All living beings contain DNA, be they bacteria, carrots, or humans. DNA, as a substance, does not vary from one species to another; only the order of its letters changes. This is why biotechnology is possible. For instance, one can extract the DNA sequence in the human genome containing the instructions to build the insulin protein and splice it into the DNA of a bacterium, which will then produce insulin similar to that normally excreted by the human pancreas. The cellular machines called ribosomes, which assemble the proteins inside the bacterium, understand the same four-letter language as the ribosomes inside human pancreatic cells and use the same 20 amino acids as building blocks. Biotechnology proves by its very existence the fundamental unity of life.

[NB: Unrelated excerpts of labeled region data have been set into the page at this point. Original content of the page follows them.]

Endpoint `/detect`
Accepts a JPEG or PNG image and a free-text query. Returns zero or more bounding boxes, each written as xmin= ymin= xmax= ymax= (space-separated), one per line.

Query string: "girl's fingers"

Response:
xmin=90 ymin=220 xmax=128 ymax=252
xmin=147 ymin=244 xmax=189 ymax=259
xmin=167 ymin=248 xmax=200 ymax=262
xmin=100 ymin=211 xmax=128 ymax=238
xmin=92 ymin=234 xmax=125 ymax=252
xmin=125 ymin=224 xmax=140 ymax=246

Each living being is constructed on the basis of the instructions written in the informational substance that is DNA. A single bacterium contains approximately ten million units of genetic information, whereas a microscopic fungus contains a billion units. In a mere handful of soil, there are approximately ten billion bacteria and one million fungi. This means that there is more order, and information, in a handful of earth than there is on the surfaces of all the other known planets combined.
9
The information contained in DNA makes the difference between life and inert matter.
The earth is surrounded by a layer of DNA-based life that made the atmosphere breathable and created the ozone layer, which protects our genetic matter against ultraviolet and mutagenic rays. There are even anaerobic bacteria living half a mile beneath the ocean floor; the planet is wired with life deep into its crust.